If you’ve read the Login With Google guide, you would have learned that Flipt supports many methods of authentication for users to control who has access to Flipt.

Alongside the support for generic OIDC login, Flipt has launched support for login with GitHub in version v1.26.0, through their OAuth 2.0 flow. This guide will serve as a walk-through on how to set this flow up for users of Flipt in your organization.

Prerequisites

Brief Explanation of OAuth 2.0

OAuth 2.0 is an authentication standard whose goal is to allow 3rd party applications to access authorized resources from a provider. It relies on the user explicitly granting access to the 3rd party application to issue a token on behalf of the OAuth 2.0 provider for authorized use.

In comparison to OIDC, OAuth 2.0 doesn’t have an identity standard, so retrieving identity can vary drastically from provider to provider. Therefore, it’s up to the user to consult the OAuth 2.0 provider’s documentation to understand if and how identity information can be retrieved.

Creating a GitHub OAuth 2.0 Application

  1. Navigate to your GitHub account, and click on Settings under the menu of your Profile icon

  2. At the bottom of the menu on the left, click on the menu option titled Developer Settings

  3. This should bring you to a page that has OAuth Apps as a menu option on the left, click on that and click New OAuth App to start creating the application

  4. You should be brought to a page that looks like the image below, and can start filling out the information:

  • Application Name: Give your application a meaningful name
  • Homepage URL: Usually Flipt will be used internally by organizations, so this value depends on how you plan to expose Flipt. When in doubt you can just use the URL to your organization’s home page
  • Authorization callback URL: For this value, you’ll need your Flipt URL followed by /auth/v1/method/github/callback. Since we will be running Flipt in a Docker container locally, we will use http://localhost:8080/auth/v1/method/github/callback instead of actual Flipt URL.

We’re using localhost:8080 here for illustration purposes. In a production setting, you would use whichever accessible domain name you have configured for your Flipt deployment. These values can always be changed later after the creation of the application.

  1. Retrieve the Client ID and Client Secret from the created OAuth 2.0 app

The Client ID should already be provided to you. You will have to generate a client secret. Click on the Generate a new client secret button (it may ask you to authenticate again with GitHub).

Running Flipt

1. Define a Flipt config.yml

Flipt relies on configuration that the user provides for many bits of functionality. To enable the Login With GitHub feature, you must define a configuration file config.yml with certain fields and values.

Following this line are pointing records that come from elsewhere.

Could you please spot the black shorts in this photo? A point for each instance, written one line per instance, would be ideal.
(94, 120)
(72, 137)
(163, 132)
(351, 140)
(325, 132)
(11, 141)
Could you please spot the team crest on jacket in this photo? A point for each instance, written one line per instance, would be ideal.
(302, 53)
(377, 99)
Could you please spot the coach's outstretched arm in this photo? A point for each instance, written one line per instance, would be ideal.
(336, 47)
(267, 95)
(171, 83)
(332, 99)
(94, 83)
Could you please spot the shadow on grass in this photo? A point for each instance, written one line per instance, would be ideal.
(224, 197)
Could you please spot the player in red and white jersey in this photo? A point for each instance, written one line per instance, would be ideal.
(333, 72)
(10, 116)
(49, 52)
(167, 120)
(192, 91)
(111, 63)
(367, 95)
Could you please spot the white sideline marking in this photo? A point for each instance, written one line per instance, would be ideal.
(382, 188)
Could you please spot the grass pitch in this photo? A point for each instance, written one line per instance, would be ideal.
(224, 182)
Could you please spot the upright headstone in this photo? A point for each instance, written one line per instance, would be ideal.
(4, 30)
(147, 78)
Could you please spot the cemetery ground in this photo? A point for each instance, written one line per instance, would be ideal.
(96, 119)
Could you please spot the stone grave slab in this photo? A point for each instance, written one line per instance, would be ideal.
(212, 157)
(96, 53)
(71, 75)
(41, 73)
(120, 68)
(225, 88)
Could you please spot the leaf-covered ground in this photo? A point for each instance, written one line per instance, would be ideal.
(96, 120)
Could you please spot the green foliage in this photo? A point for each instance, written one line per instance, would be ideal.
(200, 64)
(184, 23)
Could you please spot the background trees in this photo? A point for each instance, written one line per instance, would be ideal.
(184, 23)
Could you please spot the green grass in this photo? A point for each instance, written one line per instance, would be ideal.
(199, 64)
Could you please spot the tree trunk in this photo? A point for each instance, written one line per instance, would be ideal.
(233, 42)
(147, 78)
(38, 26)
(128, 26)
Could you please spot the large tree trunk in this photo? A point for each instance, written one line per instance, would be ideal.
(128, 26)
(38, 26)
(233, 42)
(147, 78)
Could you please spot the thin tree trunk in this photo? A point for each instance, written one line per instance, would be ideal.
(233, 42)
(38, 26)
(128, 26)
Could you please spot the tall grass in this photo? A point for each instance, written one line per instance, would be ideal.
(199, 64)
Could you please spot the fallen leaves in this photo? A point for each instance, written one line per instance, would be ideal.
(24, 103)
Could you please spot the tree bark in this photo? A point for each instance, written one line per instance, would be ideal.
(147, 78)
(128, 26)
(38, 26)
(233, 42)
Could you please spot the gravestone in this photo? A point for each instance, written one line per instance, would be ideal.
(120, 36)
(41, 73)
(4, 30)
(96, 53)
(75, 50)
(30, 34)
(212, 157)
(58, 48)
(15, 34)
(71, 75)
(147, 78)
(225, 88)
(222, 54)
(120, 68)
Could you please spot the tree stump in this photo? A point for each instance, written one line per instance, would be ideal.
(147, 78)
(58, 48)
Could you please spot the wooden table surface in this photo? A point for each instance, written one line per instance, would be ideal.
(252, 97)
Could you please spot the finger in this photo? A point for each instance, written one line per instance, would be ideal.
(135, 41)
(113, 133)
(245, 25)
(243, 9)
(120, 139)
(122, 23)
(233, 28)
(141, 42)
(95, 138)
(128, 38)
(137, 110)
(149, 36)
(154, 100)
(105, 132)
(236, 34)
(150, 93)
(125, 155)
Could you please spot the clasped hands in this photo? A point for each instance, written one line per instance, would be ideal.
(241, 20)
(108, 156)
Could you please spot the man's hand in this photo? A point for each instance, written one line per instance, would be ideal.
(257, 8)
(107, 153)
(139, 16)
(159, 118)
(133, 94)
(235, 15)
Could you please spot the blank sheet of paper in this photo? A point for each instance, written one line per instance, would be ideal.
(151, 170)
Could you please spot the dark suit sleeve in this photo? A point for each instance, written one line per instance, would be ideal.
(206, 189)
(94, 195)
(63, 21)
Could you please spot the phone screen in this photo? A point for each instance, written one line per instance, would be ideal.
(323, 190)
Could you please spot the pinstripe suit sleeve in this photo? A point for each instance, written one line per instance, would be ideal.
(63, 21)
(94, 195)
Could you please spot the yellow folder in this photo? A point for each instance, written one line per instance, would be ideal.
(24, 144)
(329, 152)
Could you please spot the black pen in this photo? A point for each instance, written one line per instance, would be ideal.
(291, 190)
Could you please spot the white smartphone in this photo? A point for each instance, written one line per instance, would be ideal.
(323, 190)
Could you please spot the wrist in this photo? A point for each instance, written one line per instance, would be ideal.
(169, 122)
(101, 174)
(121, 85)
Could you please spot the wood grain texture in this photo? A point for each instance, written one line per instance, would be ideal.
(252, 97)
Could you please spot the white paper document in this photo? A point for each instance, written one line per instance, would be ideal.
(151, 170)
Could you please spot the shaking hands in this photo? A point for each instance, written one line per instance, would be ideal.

The configuration documentation gives a complete list of all configuration values available for how to configure Flipt.

The Authentication Methods: GitHub section of the configuration documentation describes the values needed to enable the Login with GitHub functionality.

It should look similar to the following:

version: "1.0"

log:
  level: DEBUG

authentication:
  required: true
  session:
    domain: localhost:8080
  methods:
    github:
      enabled: true
      client_id: "< client ID from GitHub >"
      client_secret: "< client secret from GitHub >"
      redirect_address: "< Flipt URL with no path >"
      scopes:
        - "user:email"

The client_id and client_secret are going to be the values from your GitHub OAuth application. The redirect_address will be http://localhost:8080. The scopes are entirely dependent on what level of access you would like the returned GitHub access token to have. The GitHub documentation describes a list of valid scopes.

The last bit of configuration is the session details. In order for the browser to establish a session to communicate with Flipt in an authenticated way, you must provide access details in an HTTP cookie whose value is a static token created by Flipt. This static token is created during the GitHub OAuth 2.0 flow, and associated with the GitHub metadata retrieved from the GitHub API with the access token. The domain value will specify which host can receive the cookie.

2. Run Flipt as a Docker container

docker run -it --rm \
  -p 8080:8080 \
  -v "$(pwd)/config.yml:/config.yml" \
  flipt/flipt:latest --config /config.yml

This will mount the config.yml as a volume in the container, and Flipt will use that configuration as it’s provided as a command line flag option.

3. Navigate to the Flipt UI

Access the Flipt UI by typing in the http://localhost:8080 URL in the address bar of a browser. You should see the following screen:

Click the button to Login With GitHub, and it should take you to the GitHub domain to complete the authentication flow with the following screen:

Click on the green Authorize {username} button to allow completion of the OAuth 2.0 flow

Conclusion

After completion of the flow you should be taken to the normal Flipt homepage and start using Flipt normally as before. If you have a profile picture on GitHub, it should show in the top right corner.

This guide shows the basics of getting Flipt running with GitHub OAuth 2.0 authentication in a development.

Now that you know the basics, you can tailor the configuration pieces to fit your exact use cases. For instance, you would not use localhost:8080 in a production setting, but rather a custom domain. If you have a custom domain, you can modify the Authorization Callback URL value on the GitHub OAuth application page, the redirect_address, and domain configuration values for the Flipt configuration.